First, let's look at the source code of threadLocalMap.setIndexedVariable() in the next step  

public boolean setIndexedVariable(int index, Object value) {
    Object[] lookup = indexedVariables;
    if (index < lookup.length) {
        Object oldValue = lookup[index]; 
        lookup[index] = value; // Directly set the array index position to value, and the time complexity is O(1)
        return oldValue == UNSET;
    } else {
        expandIndexedVariableTableAndSet(index, value); // The capacity is insufficient. Expand the capacity first and then set the value
        return true;
    }
}

indexedVariables is the array used to store data in InternalThreadLocalMap. If the array capacity is greater than the index of FastThreadLocal, directly find the index position of the array subscript and set the new value. The event complexity is O(1). Before setting a new value, the element at the previous index position will be taken out. If the old element is still the UNSET default object, success will be returned.

What if the array capacity is not enough? InternalThreadLocalMap will be automatically expanded, and then set value. Next, look at the expansion logic of expandIndexedVariableTableAndSet()

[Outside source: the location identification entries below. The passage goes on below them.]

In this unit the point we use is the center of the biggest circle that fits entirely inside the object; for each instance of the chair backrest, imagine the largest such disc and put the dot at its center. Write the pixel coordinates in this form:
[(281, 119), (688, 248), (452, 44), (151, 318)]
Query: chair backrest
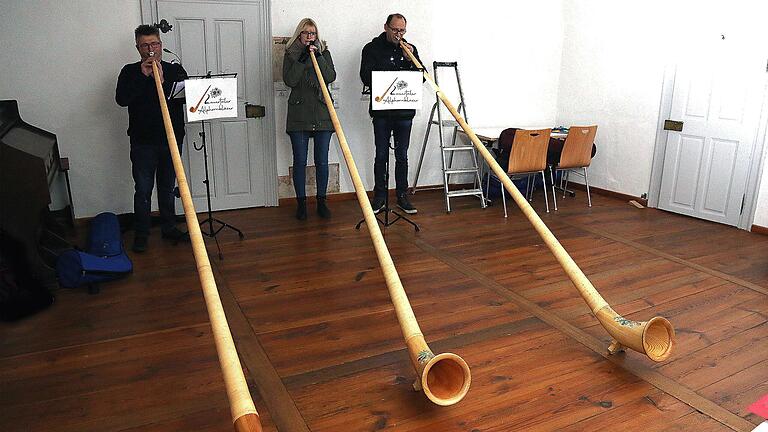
[(577, 150), (529, 151)]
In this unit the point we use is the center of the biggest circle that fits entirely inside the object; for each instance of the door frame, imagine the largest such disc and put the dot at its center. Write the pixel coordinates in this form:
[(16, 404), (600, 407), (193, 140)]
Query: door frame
[(755, 163), (149, 15)]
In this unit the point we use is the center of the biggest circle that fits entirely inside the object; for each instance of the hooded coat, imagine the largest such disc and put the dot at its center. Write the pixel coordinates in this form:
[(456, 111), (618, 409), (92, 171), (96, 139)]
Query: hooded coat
[(306, 106)]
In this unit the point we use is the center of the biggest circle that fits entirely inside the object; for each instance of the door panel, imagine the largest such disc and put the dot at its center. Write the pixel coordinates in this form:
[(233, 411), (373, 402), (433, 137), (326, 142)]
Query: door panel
[(213, 37), (706, 165)]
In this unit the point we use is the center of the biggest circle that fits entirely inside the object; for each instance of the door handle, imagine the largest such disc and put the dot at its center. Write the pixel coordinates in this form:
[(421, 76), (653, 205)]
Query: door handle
[(254, 111), (673, 125)]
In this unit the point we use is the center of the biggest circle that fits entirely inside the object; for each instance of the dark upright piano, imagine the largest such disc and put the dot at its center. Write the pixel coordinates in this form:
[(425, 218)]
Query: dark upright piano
[(29, 164)]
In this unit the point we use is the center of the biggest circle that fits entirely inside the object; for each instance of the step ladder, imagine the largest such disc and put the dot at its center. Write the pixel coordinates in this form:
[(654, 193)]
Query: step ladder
[(447, 152)]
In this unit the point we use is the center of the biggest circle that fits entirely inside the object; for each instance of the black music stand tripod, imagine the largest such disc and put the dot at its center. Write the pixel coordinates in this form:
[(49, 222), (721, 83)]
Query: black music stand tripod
[(210, 230), (386, 210)]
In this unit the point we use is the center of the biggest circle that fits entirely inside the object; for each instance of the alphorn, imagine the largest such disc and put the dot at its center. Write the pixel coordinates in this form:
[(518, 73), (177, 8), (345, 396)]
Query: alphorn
[(244, 414), (445, 377), (653, 338)]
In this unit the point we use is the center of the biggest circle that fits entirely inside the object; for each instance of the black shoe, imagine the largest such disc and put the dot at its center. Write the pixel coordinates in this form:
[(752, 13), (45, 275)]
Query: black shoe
[(301, 208), (176, 235), (377, 204), (140, 243), (405, 205), (322, 208)]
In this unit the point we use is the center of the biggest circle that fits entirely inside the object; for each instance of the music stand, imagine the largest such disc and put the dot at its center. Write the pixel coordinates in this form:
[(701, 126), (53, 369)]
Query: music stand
[(210, 220), (386, 211)]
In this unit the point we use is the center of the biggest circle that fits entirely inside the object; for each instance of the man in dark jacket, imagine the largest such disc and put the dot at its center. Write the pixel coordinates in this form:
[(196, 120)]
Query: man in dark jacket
[(384, 53), (150, 156)]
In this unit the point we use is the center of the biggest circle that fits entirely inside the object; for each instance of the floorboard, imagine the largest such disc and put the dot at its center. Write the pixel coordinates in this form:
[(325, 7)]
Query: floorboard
[(322, 350)]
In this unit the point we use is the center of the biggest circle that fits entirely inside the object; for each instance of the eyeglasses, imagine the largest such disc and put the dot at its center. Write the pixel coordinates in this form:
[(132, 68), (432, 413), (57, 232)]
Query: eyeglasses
[(150, 45)]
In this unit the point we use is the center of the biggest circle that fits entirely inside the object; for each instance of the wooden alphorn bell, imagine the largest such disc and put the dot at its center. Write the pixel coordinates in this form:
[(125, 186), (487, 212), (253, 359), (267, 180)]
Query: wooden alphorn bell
[(244, 414), (444, 378), (653, 338)]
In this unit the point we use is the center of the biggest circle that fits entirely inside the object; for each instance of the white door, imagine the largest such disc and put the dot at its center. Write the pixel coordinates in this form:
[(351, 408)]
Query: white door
[(222, 38), (706, 164)]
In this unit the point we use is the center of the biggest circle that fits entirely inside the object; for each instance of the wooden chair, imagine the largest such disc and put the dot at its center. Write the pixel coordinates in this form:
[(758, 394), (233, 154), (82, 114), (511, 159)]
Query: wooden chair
[(528, 157), (576, 155)]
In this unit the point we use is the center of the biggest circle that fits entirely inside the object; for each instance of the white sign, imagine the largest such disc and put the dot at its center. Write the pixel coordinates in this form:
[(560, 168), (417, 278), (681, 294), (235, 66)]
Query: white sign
[(210, 98), (396, 90)]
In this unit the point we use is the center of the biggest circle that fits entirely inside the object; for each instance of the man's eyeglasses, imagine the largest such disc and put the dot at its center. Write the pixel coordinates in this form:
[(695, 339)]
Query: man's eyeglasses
[(150, 45)]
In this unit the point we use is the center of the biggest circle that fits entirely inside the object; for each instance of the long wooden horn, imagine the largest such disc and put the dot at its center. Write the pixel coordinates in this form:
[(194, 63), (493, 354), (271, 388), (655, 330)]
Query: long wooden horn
[(445, 377), (244, 414), (653, 338)]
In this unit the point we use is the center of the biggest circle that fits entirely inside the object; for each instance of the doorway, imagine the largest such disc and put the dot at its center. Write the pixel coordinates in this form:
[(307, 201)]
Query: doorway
[(220, 38), (708, 169)]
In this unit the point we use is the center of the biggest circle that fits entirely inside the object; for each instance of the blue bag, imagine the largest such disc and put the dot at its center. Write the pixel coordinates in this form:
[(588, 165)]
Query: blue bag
[(104, 260)]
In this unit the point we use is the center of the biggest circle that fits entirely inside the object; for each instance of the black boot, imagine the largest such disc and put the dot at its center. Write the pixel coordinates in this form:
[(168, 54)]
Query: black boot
[(301, 208), (322, 208)]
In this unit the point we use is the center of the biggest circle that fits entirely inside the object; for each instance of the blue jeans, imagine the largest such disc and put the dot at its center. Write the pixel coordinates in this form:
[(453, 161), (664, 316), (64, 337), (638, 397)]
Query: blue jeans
[(383, 129), (150, 162), (300, 144)]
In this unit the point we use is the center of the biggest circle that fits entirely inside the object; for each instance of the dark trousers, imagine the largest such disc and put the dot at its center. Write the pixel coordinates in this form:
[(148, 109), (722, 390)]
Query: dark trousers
[(383, 129), (150, 162), (300, 144)]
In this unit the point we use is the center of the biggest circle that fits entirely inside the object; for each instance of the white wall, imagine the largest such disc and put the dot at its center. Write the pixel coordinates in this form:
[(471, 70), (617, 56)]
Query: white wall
[(60, 61)]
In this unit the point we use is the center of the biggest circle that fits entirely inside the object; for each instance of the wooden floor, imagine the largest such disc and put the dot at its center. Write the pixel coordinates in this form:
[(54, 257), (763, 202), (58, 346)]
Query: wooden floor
[(323, 351)]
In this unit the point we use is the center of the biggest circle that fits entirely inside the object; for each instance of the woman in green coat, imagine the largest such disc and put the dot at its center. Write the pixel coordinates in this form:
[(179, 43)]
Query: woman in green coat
[(307, 113)]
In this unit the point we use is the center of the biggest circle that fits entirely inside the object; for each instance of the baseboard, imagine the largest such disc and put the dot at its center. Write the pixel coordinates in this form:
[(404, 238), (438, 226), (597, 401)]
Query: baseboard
[(346, 196), (609, 193), (757, 229)]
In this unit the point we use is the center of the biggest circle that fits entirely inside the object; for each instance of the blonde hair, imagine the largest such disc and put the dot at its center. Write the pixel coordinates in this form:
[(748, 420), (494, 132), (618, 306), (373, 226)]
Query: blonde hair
[(299, 28)]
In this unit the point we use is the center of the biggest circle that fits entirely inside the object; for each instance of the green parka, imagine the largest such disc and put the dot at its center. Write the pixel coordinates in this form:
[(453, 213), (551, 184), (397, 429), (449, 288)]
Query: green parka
[(306, 106)]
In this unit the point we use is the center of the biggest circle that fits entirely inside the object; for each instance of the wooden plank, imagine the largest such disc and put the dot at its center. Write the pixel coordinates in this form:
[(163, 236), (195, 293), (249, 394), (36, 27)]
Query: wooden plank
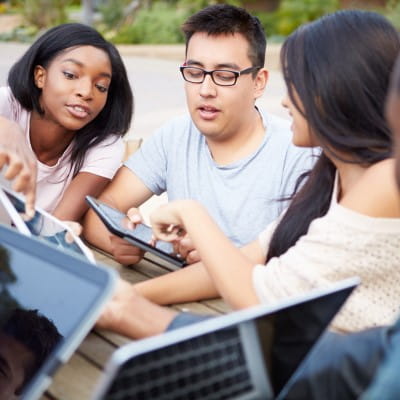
[(76, 380), (96, 349)]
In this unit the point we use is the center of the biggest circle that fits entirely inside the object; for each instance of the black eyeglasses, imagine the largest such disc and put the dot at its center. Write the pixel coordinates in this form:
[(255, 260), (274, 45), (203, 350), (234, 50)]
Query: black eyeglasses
[(221, 77)]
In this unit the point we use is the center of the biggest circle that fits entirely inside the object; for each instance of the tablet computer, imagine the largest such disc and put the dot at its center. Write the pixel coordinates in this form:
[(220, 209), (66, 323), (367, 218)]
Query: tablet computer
[(43, 225), (140, 236)]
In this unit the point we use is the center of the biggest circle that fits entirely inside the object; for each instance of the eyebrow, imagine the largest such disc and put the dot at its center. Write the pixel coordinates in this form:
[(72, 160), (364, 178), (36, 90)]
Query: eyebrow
[(217, 66), (81, 64)]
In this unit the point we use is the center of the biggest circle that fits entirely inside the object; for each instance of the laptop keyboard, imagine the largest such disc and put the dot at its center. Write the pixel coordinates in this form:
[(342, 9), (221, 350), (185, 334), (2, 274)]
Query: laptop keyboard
[(211, 367)]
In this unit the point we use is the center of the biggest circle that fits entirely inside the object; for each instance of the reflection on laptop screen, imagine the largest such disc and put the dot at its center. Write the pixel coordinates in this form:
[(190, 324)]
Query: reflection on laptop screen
[(247, 355), (46, 297)]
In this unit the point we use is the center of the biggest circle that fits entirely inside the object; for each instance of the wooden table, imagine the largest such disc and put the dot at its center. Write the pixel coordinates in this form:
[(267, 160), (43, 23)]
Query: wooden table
[(77, 379)]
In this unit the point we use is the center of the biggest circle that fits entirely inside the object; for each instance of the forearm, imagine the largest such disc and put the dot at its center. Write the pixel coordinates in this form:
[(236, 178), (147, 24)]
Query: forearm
[(229, 269), (191, 283), (95, 232)]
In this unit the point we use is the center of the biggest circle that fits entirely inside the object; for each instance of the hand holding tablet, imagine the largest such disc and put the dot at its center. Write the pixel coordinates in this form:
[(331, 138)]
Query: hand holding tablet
[(43, 225)]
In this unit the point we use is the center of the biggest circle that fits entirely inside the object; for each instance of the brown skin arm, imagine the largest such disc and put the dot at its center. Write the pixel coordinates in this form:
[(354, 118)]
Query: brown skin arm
[(19, 162), (192, 283), (73, 206)]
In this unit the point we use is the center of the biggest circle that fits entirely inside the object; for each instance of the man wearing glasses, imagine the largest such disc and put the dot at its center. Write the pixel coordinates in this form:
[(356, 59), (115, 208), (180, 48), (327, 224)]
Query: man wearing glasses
[(228, 155)]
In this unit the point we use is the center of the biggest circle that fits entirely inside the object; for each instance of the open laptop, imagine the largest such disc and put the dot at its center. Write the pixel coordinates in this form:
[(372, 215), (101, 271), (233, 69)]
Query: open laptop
[(49, 300), (247, 355)]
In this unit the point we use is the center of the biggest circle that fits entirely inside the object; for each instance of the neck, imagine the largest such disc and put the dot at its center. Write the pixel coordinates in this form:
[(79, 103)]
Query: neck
[(349, 175), (240, 144), (48, 140)]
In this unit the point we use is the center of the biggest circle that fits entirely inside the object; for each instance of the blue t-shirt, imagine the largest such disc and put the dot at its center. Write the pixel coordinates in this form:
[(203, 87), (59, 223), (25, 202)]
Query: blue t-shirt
[(243, 197)]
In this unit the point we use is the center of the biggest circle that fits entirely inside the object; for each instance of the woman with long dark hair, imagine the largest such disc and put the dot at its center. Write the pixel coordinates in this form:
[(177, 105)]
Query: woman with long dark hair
[(70, 101)]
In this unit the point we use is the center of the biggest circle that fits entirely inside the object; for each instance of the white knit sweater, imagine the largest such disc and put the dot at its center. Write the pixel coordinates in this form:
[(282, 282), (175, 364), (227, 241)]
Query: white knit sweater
[(339, 245)]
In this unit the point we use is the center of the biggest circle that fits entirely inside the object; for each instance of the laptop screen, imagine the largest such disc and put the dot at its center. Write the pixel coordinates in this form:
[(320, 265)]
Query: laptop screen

If you read as like as two peas in HashMap, the I will be expanded. The nternalThreadLocalMap will almost exactly be the same as HashMap. InternalThreadLocalMap expands the capacity based on index, and rounds the capacity of the array after expansion to the power of 2. Then copy the contents of the original array to the new array, fill the empty part with the default object UNSET, and finally assign the new array to indexedVariables. Why does the InternalThreadLocalMap expand based on the index instead of the original array length? Suppose that 70 fastthreadlocales have been initialized, but these fastthreadlocales have never called the set () method. At this time, the default length of the array is 32. When FastThreadLocal with index = 70 calls the set() method, the data with index = 70 cannot be filled after the capacity of the original array is expanded twice by 32. Therefore, using index as the benchmark for capacity expansion can solve this problem, but if there are too many FastThreadLocal, the length of the array is also very large.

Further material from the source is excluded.